When Tobe Hooper died, I realized I’d never seen The Texas Chainsaw Massacre. I don’t know how I missed it: it would certainly have been something we would have rented during my first few years in college after VHS tapes made movies generally available. So I decided to queue it up last night from iTunes. I guess you’d have to have seen it in context. It was massively controversial at the time, banned in a lot of places, given an X rating before a few cuts, but it’s relatively mild by modern standards. I’ve seen worse on cable TV programs lately. There was hardly any gore or blood, and most of the murders were one-and-done episodes. Blink and you’d miss them.

I really enjoyed season 3 of Narcos on Netflix. The season moves on beyond Pablo Escobar to the Cali Cartel, and it ditches the main character from the previous two seasons. Can’t say I missed him at all: Javier Pena was by far the more interesting of the two, and bringing him to the forefront elevated the series. There were some great characters among the bad guys: Chepe was a hoot and Pacho was someone you wouldn’t want to mess with.
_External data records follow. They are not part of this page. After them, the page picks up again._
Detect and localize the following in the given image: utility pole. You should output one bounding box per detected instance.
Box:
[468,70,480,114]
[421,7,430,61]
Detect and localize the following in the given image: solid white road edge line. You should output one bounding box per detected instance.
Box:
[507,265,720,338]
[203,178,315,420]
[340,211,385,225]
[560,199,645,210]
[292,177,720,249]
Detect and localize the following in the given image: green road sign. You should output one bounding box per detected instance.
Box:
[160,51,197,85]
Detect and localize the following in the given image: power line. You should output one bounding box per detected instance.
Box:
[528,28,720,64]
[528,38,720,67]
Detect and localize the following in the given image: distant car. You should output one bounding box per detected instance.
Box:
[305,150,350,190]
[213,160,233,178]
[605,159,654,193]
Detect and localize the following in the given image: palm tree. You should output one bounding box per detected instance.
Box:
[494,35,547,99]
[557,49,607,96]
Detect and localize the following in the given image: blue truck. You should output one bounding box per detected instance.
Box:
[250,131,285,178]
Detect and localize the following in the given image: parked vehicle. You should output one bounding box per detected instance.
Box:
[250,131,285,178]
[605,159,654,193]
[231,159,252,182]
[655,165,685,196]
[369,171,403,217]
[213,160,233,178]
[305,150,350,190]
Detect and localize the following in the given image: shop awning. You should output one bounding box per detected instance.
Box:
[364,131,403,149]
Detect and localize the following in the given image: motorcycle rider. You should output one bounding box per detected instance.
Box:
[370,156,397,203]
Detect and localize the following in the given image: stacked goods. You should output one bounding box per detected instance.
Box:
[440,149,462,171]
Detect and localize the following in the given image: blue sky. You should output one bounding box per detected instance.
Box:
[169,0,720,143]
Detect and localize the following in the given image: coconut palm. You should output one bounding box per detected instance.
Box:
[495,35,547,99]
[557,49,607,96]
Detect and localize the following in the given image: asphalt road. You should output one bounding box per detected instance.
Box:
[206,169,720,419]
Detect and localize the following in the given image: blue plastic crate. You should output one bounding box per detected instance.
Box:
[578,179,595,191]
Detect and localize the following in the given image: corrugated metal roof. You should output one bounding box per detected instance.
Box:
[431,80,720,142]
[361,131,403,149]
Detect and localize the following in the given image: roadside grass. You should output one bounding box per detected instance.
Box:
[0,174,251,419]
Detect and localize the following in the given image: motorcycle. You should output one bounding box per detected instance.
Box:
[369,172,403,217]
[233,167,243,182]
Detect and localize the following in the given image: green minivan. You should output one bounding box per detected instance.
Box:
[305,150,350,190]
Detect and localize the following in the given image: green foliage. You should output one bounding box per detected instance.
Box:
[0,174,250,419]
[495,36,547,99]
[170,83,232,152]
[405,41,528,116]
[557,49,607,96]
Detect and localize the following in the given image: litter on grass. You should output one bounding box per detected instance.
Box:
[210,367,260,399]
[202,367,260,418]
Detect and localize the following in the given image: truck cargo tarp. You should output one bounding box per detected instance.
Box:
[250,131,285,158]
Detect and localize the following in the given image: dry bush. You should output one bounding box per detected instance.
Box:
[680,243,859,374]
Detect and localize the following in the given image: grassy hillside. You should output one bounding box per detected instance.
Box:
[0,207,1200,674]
Jorge Salcedo was the most fascinating: someone who still considered himself a good guy despite the fact that he was up to his eyeballs with the cartel and he put his familiy in terrible danger. He ended up in witsec (but apparently he still gives interviews!), but I feared for his life for most of the episodes.

And what is there to say about Twin Peaks but, wow. What was that? I’ve been reading think pieces about the series and the two-part finale over the past several days, and I think I get it. There is a lot to process, though, and I wish I had an eighteen-hour chunk of time where I could binge through the whole thing beginning to end now that I know how it’s going to turn out. I think there would be a lot from the early episodes that would make much more sense now. It was certainly an experience, and I hope more people get to see it once it’s out on DVD.